The Conversation : " 'Cloud Gate' d’Anish Kapoor, la sculpture-miroir qui reflète la finitude du monde"
J’ai vu Cloud Gate deux fois en quelques années et je ne m’en lasse pas. Cette œuvre a d’abord été un défi technologique. Ce miroir en forme de haricot géant, posé sur le sol, est composé de 168 plaques d’acier inox soudées. Il est haut de 10 mètres pour une base de 20 m x 13 m. Et il faut bien cela pour prendre sa place dans le Millenium Park et pour réaliser l’ambition du projet.
Le haricot joue avec la lumière et mélange tous les reflets de Chicago, de jour comme de nuit. La ville se prête formidablement au jeu, avec sa géographie très simple. D’un côté le Midwest, le plat pays américain sur des distances infinies. Inouï pour un français qui vit dans un pays où tout change en quelques dizaines de kilomètres. Là, rien ne change pendant des heures et des heures de route. De l’autre côté, le lac Michigan. Une surface d’eau équivalente à un dixième de la surface de la France. De l’eau jusqu’à l’horizon d’un côté, et de l’autre, des champs de maïs sans fin. Le ciel au-dessus. À côté du Millenium Park, au bord du lac, la ville de Chicago se dresse, avec sa skyline, surgissement de gratte-ciel dans ce monde plat. Ici, plus de 100 buildings culminent à plus de 150 mètres, le plus haut atteignant les 442 mètres. La nuit, c’est simplement magique.
Dans cet écrin, selon la position que vous adoptez, Cloud Gate devient le miroir que vous vous choisissez. Vous pouvez mélanger les éléments à votre guise : le ciel, la ville, l’espace au-dessus du lac et bien sûr les gratte-ciel. La nuit, le jour. Par beau temps ou pas. Vous pouvez être dans l’image que vous avez construite ou pas. À votre guise. C’est simple. Passez même dessous pour tout masquer si vous le souhaitez ! Les milliers de photos disponibles sur le web doivent à peu près rendre compte de l’ensemble des possibilités.
L’optique géométrique, règle du jeu avec la lumière
Les miroirs et les lentilles sont deux piliers de l’optique géométrique. Ils sont des outils de base qui permettent de changer la direction des rayons lumineux. Indice optique et lois de Snell-Descartes sont des éléments théoriques essentiels de l’optique géomètrique : transmission, réflexion et réfraction.
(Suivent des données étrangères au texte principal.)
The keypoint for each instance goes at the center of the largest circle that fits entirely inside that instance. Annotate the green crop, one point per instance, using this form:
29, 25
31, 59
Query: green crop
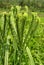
21, 38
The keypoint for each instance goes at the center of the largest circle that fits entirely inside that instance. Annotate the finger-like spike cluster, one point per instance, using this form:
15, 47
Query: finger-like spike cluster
18, 30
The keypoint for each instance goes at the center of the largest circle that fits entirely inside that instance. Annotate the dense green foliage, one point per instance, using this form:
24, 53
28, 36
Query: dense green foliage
21, 37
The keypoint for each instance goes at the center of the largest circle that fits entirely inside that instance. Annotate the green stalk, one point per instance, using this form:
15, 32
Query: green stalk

Ce que l’on veut regarder, la manière d’observer, déterminent la façon dont on va construire et assembler ces éléments optiques. Les astronomes et les microscopistes dans les laboratoires sont des professionnels à ce jeu. Anish Kapoor aussi. Mais quiconque joue avec la lumière ne le fait pas sans conséquence. Elle apporte dans nos yeux de l’information en images sur le monde à la vitesse… de la lumière. Avoir accès à cette information, la voir, a le pouvoir de changer nos vies. Nous le savons tous, à une époque où les images sont de plus en plus présentes.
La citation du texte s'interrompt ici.